Geographers are professionals who dedicate their time, effort and skills to a more extensive study of the earth and the people that live in its various regions. They learn more about the land and its features, both on a local and global scale as well as the political, social and cultural norms and how they are linked to geography.

Majority of the geographers in the United States worked for the federal government. In their research, they obtain geographic data through the observations they gather in the field, photographs they take and the maps available. They also get valuable data from satellite imagery and government censuses taken. They also do surveys and interviews and perform statistical analysis in their research.

Their task also entails making and altering representations of geographic data like maps and graphs based on the results of their research. To be able to analyze the data they get, they employ various technologies. These include geographic information systems (GIS), global positioning systems (GPS) and remote sensing. GIS enables geographers to discover connections and trends in the geographic data gathered and give a visual presentation through maps and charts.

Geographers then compile, interpret and write their research findings. They also present them to target audiences and groups that will be able to benefit from it. The information they gather from their research can be used to guide and advice companies, governments and even the general public on various issues that are related to geography.
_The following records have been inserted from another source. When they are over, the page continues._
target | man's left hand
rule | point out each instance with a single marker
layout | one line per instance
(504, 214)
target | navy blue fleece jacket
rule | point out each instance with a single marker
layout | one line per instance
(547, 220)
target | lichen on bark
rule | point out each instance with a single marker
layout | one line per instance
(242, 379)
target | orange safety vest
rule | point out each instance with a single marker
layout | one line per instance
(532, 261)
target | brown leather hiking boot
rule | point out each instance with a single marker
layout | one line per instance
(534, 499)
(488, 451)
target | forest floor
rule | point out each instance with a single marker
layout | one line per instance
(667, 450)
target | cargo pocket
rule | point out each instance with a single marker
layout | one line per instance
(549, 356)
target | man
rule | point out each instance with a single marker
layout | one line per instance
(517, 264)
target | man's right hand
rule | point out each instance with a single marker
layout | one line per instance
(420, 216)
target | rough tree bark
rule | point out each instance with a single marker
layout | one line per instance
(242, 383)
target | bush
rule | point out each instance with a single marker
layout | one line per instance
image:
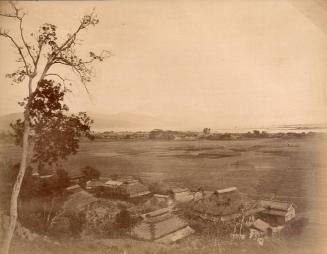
(90, 173)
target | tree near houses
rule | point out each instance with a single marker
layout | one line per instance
(35, 60)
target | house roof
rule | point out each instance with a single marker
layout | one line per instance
(161, 196)
(155, 229)
(274, 212)
(113, 183)
(73, 187)
(94, 183)
(79, 200)
(226, 190)
(135, 189)
(253, 211)
(177, 235)
(178, 190)
(274, 204)
(46, 176)
(261, 225)
(157, 212)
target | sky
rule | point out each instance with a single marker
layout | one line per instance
(219, 64)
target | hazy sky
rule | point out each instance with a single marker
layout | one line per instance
(213, 63)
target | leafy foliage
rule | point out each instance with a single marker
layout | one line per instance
(56, 135)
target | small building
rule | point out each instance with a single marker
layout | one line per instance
(132, 189)
(277, 212)
(112, 188)
(162, 226)
(135, 190)
(181, 195)
(165, 200)
(259, 228)
(73, 189)
(78, 201)
(94, 184)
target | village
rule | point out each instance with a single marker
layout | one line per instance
(164, 217)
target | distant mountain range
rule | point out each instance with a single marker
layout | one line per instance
(116, 122)
(126, 121)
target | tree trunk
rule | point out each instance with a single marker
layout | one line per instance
(19, 180)
(15, 192)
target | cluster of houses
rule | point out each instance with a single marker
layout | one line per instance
(256, 221)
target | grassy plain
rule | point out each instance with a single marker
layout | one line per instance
(287, 168)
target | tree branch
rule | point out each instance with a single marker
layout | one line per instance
(23, 39)
(6, 35)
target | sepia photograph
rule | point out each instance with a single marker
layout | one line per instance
(163, 127)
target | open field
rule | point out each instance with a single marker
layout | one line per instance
(288, 168)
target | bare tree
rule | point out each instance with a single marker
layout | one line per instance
(35, 60)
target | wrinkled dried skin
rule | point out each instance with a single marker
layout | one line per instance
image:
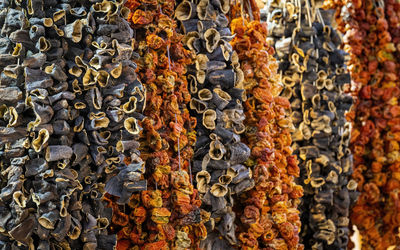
(318, 106)
(373, 122)
(60, 141)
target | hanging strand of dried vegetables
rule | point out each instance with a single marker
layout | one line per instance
(70, 123)
(372, 38)
(268, 212)
(167, 215)
(215, 82)
(315, 76)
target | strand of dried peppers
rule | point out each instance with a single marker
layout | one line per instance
(268, 212)
(167, 215)
(315, 76)
(68, 102)
(372, 38)
(215, 82)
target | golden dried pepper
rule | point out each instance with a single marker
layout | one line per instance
(167, 214)
(314, 77)
(372, 38)
(268, 212)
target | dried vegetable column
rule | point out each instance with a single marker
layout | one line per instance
(67, 107)
(372, 38)
(215, 82)
(315, 76)
(167, 215)
(268, 212)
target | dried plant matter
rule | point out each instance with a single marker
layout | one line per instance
(371, 37)
(216, 86)
(268, 213)
(167, 215)
(314, 77)
(69, 101)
These can cover such topics as home planning, managing landfills, making roads and responding to disasters. They may even use research to help companies determine the most appropriate marketing strategies.

The more specific features of the work of geographers are also dictated by their area of specialization in the field. Physical geographers look into the physical features of the natural environment and determine how land forms, plants, soil, water, climate and others will affect people living in a particular area. They may be tasked with determining the location of a natural resource in a particular area, mapping it and studying how it could possibly affect those living around it.

Human geographers, on the other hand, look at human activity and its effect to the physical environment.

For instance, they may look into the connection between geography and culture or how location affects the distribution of resources. They may study the occurrence of disease in a particular geographic area or how political processes and structures are affected by geography. Human geographers may also study the effect of human activities to the environment, particularly such pressing issues as deforestation, climate change and desertification.

There are also human geographers who confine their studies to cities and urban areas and focus on how geographic factors will impact those living in large metropolitan areas. There are also those who enlarge their scope of studies to other geographic areas, such as an entire continent.

It is common for geographers to collaborate with other professionals to do their tasks. They often consult and work together with civil engineers, urban planners and legislators to carry out work involving public infrastructure projects in a particular place.